What made you decide to write historical crime fiction?
I’ve written fiction on and off for many years. As a writer who has written a lot of non-fiction – both books and journalism – I often find myself asking the questions that fiction writers seek to ask about the people and events I’ve written about. How did Philip II of Spain actually feel when he was alone in the study, suffering from agonizing gout and exhaustion as he worked through the endless paperwork that poured in from all corners of the Spanish empire? What did Sofia Perovskaya and Andrei Zheliabov – the leaders of the terrorist cell that assassinated Tsar Alexander II – say to each other in bed as they plotted a regicide that they knew would result in their own execution? What was going through William Tecumseh Sherman’s mind when he had his nervous breakdown in Kentucky in the first months of the American Civil War? To answer these questions, you can’t just rely on the documents – you have to use your imagination.
Tell us about the Mendoza novels.
The first novel The Devils of Cardona was published in 2016. At that time, I was working on a book about Sherman’s march through Georgia, when I decided to try my hand at historical crime fiction. I set the novel in sixteenth century Spain, because this was a period I knew well after writing Blood and Faith:The Purging of Muslim Spain (2009). From time to time, I had thought of writing a novel about that period, which has so many eerie parallels to the present.
I wrote DEVILS with very specific objectives. I wanted to bring this period of history to the attention of readers who might not be aware of it, and have a serious discussion about religious persecution and the persecution of minorities, about tolerance and intolerance, coexistence and violence. I also wanted this journey to be entertaining. I wanted swordfights, battles, mysteries and chases; protagonists who readers could get behind, and villains whose downfall they would root for. My agent liked the early results, and encouraged me to continue, and I did.
That novel was well-received, but the sequel has been a long time coming.
It was. Until Sharpe Books picked it up this year, DEVILS was only published in the US, which limited its audience. I always intended that book to be the first of a series, and the delay is partly explained by the fact that my American publishing company did not want to publish a series, and other companies also deferred. And so the sequel languished on my computer, until Sharpe Books accepted it. Now, I’m very pleased to see it out there at last, and I hope to continue the series, and continue the character arc that I had always envisaged.
Tell us about The Emperor of Seville.
DEVILS was set mostly in and around a small village in the Pyrenees, and was very much a rural novel. EMPEROR takes place almost entirely in Seville – a city so synonymous with vice and criminality that that sixteenth century Spaniards called it ‘the Great Babylon’ or simply, Babilonia. This was a city of wild extremes – opulence and poverty, piety and criminality, which the law enforcement agencies were barely able to contain. I’ve tried to show the city in all its gaudy sinfulness and corruption, in a story of murder and corruption, sex and gangsterism.

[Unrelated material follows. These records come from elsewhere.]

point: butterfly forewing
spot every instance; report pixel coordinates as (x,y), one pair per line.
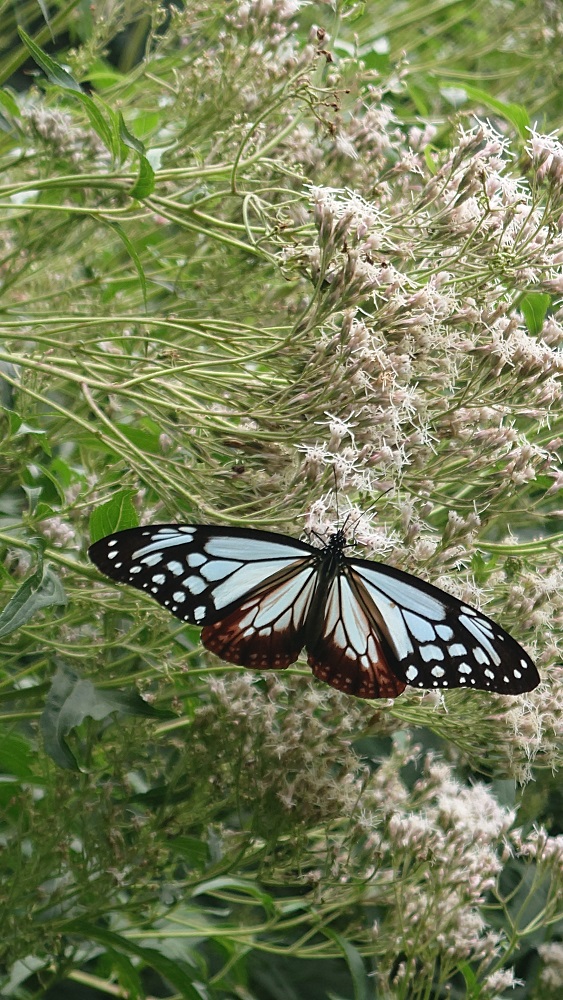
(200,573)
(438,641)
(267,629)
(348,653)
(369,629)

Like the first book, EMPEROR has real characters, including Philip II and Miguel de Cervantes. At the beginning of the book, Cervantes asks the investigating magistrate Bernardo de Mendoza, ‘if you had to choose between the law and justice, what would you choose.’ In a city where justice is often absent, Mendoza is forced to answer this question, as he struggles to unravel a series of murders in which the Spanish crown may or may not be involved, during the preparations for the Spanish Armada. Sixteenth century Seville was also a city of pleasure – both licit and illicit – and I wanted to capture that flavour, and the city’s appetite for music, commedia dell’arte, and carnivalesque displays of piety.

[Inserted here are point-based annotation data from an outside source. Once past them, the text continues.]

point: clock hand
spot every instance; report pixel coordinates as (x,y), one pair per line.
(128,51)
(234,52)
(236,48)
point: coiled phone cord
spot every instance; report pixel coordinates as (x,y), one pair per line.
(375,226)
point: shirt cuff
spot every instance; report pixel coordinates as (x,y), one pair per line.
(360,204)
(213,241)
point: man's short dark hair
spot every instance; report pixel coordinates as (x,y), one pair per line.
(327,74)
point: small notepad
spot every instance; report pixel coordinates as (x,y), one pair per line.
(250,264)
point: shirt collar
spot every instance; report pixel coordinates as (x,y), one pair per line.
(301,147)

How surprised would your teenage reader self be by your novels?
Given what I was reading and watching at the time, my teenage reader self would think that I haven’t advanced very far! I grew up on a diet of Hammer horror films, superhero comics and westerns, on Roger Corman, Hitchcock, Edgar Allan Poe, Bram Stoker, Robert Louis Stevenson, and Raymond Chandler. I also read adventure novels. I watched films like Seven Samurai and The Magnificent Seven, so I don’t think my teenage self would be entirely disorientated by what I am doing now.

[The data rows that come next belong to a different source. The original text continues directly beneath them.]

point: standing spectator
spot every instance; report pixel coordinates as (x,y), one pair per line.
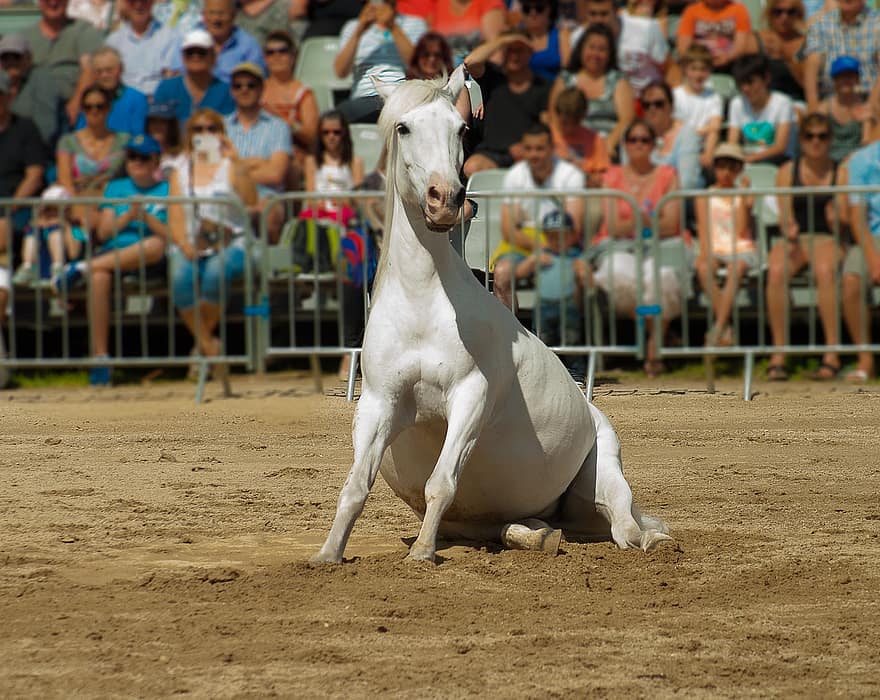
(132,237)
(762,119)
(198,87)
(593,70)
(128,113)
(288,98)
(721,26)
(379,43)
(261,140)
(850,29)
(146,46)
(62,46)
(782,42)
(540,169)
(861,267)
(231,45)
(88,158)
(514,100)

Do you find it harder to write beginnings or endings? Which do you change more?
I don’t find either beginnings or endings especially difficult. For me the difficulty lies in constructing a plausible and coherent chain of events that connects one to the other. When I first began to write fiction many years ago, I rarely plotted in advance. I just set off from the first page and allowed the story to take me wherever it felt like going. Sometimes it didn’t take me very far!
Nowadays, I plot very carefully before actually starting out, so that I know where I’m going, and how I might disguise where I’m going from the reader, and what kind of characters will take the story forward. This can be quite an arid and tedious process, but once I have that clarity, I can really feel that I’m ‘telling the story’, rather than finding out what the story is as I go along.

Matthew Carr is the author of three historical crime novels: The Devils of Cardona (2016); Black Sun Rising (2023) and The Emperor of Seville (2025).